The causes of AF are not always clear or easy to determine and sometimes there is no known cause. AF can affect people of any age, but it is more common in people over 65. The risk factors that increase the likelihood of developing AF are:
High blood pressure
Coronary heart disease
Disease of the heart valves
Overactive thyroid gland
Lung infections such as pneumonia
Blood clots in the lungs (pulmonary embolism)
Previous heart or lung surgery
Sleep apnoea (interrupted breathing while sleeping)
Drug or alcohol abuse.
If you are having signs or symptoms of AF, you will need to visit your doctor. Regular pulse checks can help to detect AF. After a physical examination, there are a number of tests your doctor may recommend in order to diagnose whether or not you have AF. These tests may include:
Electrocardiogram (ECG): The ECG test measures and records your heart rhythm and rate. It usually just takes a few minutes and can be done at your doctor’s surgery or in hospital. This is the main test used to diagnose AF.
24 Hour ECG Recording (Holter Monitor): In some cases, it may be necessary to monitor the heart over a 24-hour period. You wear a small recording device for 24 hours, usually around your waist, and it records the electrical activity of your heart.
Echocardiogram (Echo): This test is an ultrasound of the heart and is used to detect if there are any problems with the heart muscle or valves that are contributing to the irregular heart rhythm.
Cardiac Event Recorders: If you do not get symptoms, very often your doctor may use other devices to diagnose your irregular heart rhythm, including a cardiac event recorder or an implantable loop recorder. These record the electrical activity of your heart over a longer period of time.
Coronary Angiogram: This is an additional test that may be carried out to determine if there is any narrowing of the coronary arteries that supply blood to the heart muscle.
AF is treated differently for different people. Your doctor will recommend the treatment that is best for you and will be dependent on a number of factors including:
The type of AF you have been diagnosed with
How long you have had AF
What kind of symptoms you have
What treatments you have already received
Your medical history – any underlying cause.
The goals of AF treatment are to:
- Help control your heart rate
- Return your heart rhythm to a normal rhythm (if possible)
- Reduce the risk of blood clots forming in order to reduce your risk of stroke.
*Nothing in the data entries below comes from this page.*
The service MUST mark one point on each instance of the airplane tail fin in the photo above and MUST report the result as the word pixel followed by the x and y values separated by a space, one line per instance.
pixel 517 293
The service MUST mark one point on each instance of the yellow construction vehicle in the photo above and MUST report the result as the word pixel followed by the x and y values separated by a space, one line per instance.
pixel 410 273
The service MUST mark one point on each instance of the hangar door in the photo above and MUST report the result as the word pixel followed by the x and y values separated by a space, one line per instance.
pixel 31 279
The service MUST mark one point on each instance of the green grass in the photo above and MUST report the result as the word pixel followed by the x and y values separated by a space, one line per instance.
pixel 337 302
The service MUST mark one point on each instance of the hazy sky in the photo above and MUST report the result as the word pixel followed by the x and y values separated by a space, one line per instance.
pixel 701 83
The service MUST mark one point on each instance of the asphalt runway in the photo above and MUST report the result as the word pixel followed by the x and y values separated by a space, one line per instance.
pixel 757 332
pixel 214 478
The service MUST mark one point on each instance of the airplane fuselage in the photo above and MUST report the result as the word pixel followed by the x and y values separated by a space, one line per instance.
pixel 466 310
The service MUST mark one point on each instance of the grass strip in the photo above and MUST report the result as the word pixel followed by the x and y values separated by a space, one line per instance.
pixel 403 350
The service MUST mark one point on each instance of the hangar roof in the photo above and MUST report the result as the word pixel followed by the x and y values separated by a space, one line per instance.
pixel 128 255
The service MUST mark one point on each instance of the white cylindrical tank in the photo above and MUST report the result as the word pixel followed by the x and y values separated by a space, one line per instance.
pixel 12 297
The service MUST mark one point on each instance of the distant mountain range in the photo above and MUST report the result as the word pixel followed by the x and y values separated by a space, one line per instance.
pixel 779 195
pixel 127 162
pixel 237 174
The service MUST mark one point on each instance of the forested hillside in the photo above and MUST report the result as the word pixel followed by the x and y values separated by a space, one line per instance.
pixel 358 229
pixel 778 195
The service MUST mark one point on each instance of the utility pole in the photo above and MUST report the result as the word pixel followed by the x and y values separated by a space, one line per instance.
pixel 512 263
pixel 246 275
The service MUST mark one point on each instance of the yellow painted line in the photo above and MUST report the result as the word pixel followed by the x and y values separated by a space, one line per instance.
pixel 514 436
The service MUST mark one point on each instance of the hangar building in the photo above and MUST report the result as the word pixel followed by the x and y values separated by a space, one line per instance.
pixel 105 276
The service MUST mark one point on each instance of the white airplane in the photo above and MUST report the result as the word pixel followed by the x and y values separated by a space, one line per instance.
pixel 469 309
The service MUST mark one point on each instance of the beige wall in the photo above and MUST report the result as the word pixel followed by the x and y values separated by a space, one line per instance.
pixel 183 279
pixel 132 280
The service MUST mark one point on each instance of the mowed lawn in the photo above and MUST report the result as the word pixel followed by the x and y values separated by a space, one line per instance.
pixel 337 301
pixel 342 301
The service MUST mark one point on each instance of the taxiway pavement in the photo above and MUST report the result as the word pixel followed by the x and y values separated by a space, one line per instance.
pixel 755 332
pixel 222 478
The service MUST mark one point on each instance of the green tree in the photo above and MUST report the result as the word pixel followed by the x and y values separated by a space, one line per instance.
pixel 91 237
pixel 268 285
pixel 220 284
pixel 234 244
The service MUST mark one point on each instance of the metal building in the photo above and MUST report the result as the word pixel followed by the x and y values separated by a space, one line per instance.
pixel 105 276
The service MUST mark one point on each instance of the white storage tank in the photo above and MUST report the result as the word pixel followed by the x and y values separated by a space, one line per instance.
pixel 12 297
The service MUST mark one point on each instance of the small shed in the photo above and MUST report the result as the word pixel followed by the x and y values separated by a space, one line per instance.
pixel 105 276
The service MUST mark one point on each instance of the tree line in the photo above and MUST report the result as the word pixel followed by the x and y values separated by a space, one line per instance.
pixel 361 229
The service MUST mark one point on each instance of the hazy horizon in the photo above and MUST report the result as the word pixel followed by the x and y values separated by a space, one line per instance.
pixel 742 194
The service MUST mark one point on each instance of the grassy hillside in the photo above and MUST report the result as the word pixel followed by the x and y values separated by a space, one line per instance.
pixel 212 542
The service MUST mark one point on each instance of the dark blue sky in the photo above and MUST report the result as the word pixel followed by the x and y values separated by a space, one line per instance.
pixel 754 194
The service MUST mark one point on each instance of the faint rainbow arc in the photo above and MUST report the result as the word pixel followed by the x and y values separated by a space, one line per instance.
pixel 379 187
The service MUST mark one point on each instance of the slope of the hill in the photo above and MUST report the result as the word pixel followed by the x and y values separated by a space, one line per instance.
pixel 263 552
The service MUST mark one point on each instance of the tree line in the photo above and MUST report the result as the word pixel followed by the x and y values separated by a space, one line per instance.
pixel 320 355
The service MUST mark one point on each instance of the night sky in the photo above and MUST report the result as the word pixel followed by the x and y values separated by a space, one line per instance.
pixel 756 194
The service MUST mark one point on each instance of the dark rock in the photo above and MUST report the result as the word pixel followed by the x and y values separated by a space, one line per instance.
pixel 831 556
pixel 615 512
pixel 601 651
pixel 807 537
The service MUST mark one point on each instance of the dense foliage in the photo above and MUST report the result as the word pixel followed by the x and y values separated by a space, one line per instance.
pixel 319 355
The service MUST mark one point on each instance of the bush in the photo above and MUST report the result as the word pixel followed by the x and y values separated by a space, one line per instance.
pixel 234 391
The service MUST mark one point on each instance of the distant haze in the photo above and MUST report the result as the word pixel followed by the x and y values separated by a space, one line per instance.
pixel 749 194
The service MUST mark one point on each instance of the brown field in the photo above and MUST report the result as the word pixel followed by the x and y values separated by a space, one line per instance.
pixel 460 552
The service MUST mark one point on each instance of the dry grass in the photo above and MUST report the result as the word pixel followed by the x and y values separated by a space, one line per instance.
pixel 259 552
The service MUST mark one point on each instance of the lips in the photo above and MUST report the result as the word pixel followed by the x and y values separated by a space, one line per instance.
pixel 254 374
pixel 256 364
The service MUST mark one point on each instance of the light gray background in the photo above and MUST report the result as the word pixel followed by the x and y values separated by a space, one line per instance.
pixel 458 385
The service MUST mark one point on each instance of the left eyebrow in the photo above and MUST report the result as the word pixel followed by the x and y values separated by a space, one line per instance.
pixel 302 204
Heart Rate Control: You may be prescribed medicine to slow down your heart, particularly if you have symptoms such as palpitations.
Heart Rhythm Control: Certain medications can help to restore the heart’s normal rhythm and help prevent the return of AF. These medicines are called anti-arrhythmic drugs
Reducing Blood Clots & Risk of Stroke: People who have AF are at an increased risk of developing blood clots, which can lead to having a stroke. These medications reduce the risk of blood clot formation and are known as blood thinners or anticoagulants.
Some people may also require hospital procedures for their AF and these could include:
Cardioversion: The aim of this procedure is to reset your heart to its normal regular rhythm. It involves delivering a controlled electric shock to your heart using special electrodes or paddles that are placed on your chest. The procedure takes place in hospital and you will be asleep and will not feel any pain or discomfort. Sometimes, even though the regular rhythm is restored, the AF may come back so continued follow-up is usually required.
Catheter Ablation: Catheter ablation is used to find the area of disorganised electrical signals and correct the cause of AF. With this procedure, narrow wires are inserted into a blood vessel in your leg and gently threaded to a position in your heart. Electrical impulses are then sent via the wire to destroy the area that is causing the irregular heartbeat.
LIVING WITH AF
AF is not immediately life-threatening in the same way as some arrhythmias (irregular heartbeats) are. Most people are able to live full and active lives with AF. You can do this by taking your prescribed medication, following the medical advice you received from your doctor, having regular medical check-ups and making positive lifestyle changes.